地域の守り手として協会独自の防災・維持管理システムの活用

栃木県建設業協会は、国や栃木県等との災害協定に基づき、組織力や機動力を活かした異常気象時のパトロールや緊急出動を始め、地域の守り手として県等の補完機能を果たしています。
当会で独自に開発した「道路河川等管理情報システム」(建設業振興基金の助成金活用)により災害対応等に成果を上げています。

道路河川等管理情報システムについて

道路河川等管理情報システムは、災害発生時には、道路、河川等の被災情報を広く、迅速に収集し、施設の管理者である栃木県県土整備部等に写真や位置情報を報告をするとともに、平時には除雪や道路河川等の維持業務に運用されています。
栃木県発注の「道路及び河川等維持管理統合業務」は、平成29年度には、協会10支部に併設されている10協同組合のうち、8協同組合で共同受注されています。
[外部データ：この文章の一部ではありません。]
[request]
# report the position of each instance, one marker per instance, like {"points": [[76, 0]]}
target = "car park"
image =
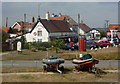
{"points": [[105, 43], [67, 47]]}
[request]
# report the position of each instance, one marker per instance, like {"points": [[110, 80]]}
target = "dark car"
{"points": [[67, 47]]}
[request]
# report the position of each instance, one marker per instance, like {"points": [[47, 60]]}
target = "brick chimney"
{"points": [[33, 19], [47, 16], [53, 15], [22, 25]]}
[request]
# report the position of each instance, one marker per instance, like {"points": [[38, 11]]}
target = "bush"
{"points": [[43, 45], [34, 49], [42, 48]]}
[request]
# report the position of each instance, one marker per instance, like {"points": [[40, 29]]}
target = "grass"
{"points": [[21, 69], [70, 77], [39, 69], [110, 53]]}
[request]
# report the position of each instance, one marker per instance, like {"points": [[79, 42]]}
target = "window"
{"points": [[39, 33], [39, 40], [97, 35]]}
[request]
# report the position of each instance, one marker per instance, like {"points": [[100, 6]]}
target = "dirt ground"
{"points": [[68, 77]]}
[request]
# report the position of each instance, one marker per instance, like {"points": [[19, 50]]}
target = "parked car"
{"points": [[115, 41], [105, 43], [89, 40], [96, 44], [67, 47]]}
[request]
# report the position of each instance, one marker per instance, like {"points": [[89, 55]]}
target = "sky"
{"points": [[92, 13]]}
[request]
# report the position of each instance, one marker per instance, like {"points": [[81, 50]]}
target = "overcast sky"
{"points": [[93, 13]]}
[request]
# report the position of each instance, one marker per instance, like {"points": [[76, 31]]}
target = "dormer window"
{"points": [[116, 28], [39, 33]]}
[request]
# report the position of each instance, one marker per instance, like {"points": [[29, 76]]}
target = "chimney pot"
{"points": [[33, 19], [47, 16]]}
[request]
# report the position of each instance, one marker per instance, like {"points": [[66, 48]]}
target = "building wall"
{"points": [[118, 34], [34, 37], [17, 27], [81, 31], [94, 34]]}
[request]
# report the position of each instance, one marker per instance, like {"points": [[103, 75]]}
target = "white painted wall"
{"points": [[31, 37]]}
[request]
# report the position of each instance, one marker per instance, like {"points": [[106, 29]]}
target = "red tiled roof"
{"points": [[113, 26], [84, 27], [54, 25], [5, 29], [57, 18]]}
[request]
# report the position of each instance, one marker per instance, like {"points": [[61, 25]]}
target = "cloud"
{"points": [[92, 13], [61, 1]]}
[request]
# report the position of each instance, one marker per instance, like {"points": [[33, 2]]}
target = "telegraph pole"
{"points": [[6, 21], [106, 26], [78, 29], [24, 22], [39, 9]]}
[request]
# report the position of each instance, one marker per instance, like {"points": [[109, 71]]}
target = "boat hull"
{"points": [[87, 63], [53, 61]]}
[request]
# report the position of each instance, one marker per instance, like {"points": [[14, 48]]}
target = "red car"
{"points": [[104, 43], [98, 45]]}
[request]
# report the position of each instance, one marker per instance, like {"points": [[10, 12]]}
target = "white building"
{"points": [[93, 34], [46, 30]]}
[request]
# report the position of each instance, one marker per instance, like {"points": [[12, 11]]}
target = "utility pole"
{"points": [[39, 9], [6, 21], [24, 22], [78, 29], [106, 26]]}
県管理の道路や河川の約90%の維持管理を受注していることから、事務の効率化を図るため、道路河川等管理情報システムを構築しました。各組合の構成員が除雪、維持の一日の作業をインターネット上のシステムに入力すると、集計され帳票が出力されます。

「道路河川等管理情報システム」の概要

実際の災害等への対応事例

(1)平成26年2月豪雪の対応
平成26年2月豪雪では、栃木県内でも交通渋滞やビニールハウスの倒壊など甚大な被害がありましたが、特に県土面積の4分の1を占め、世界遺産「日光の社寺」を有する日光支部では徹夜の除雪作業が行われました。

除雪隊出発前の一コマ

グラフは、「道路河川等管理情報システム」に入力された日光建設業協同組合の除雪作業を比較したものです。日光建設業協同組合の委託除雪道路は39路線、482㎞になっており、これを9地区に分け44社で分担施工しています。平成26年豪雪時の対応と翌年の除雪業務を比較すると豪雪時には総労働時間が10,878時間/月となっており、翌年2月の2.4倍となっています。しかも夜間の労働時間も2,163時間で総労働時間の19.8%となっています。建設工事の発注については平準化への取り組みが行われていますが、除雪を含む災害対応は災害時のピークへの対応が求められています。

日光建設業協同組合の除雪作業時間(2期分)

H26年2月豪雪時における徹夜の除雪作業

(2)平成27年9月関東・東北豪雨の対応
平成27年9月関東・東北豪雨では、2つの台風の影響により発生した線状降水帯により、関東地方北部から東北地方南部を中心として24時間雨量が300ミリ以上の豪雨となり、鬼怒川の決壊など甚大な被害があったところです。
道路河川等管理情報システムへ報告された309件の写真・地図・コメントにより、栃木県県土整備部は迅速な応急復旧や交通誘導等の指示を行い、各支部の協同組合は迅速に応急復旧工事を実施しました。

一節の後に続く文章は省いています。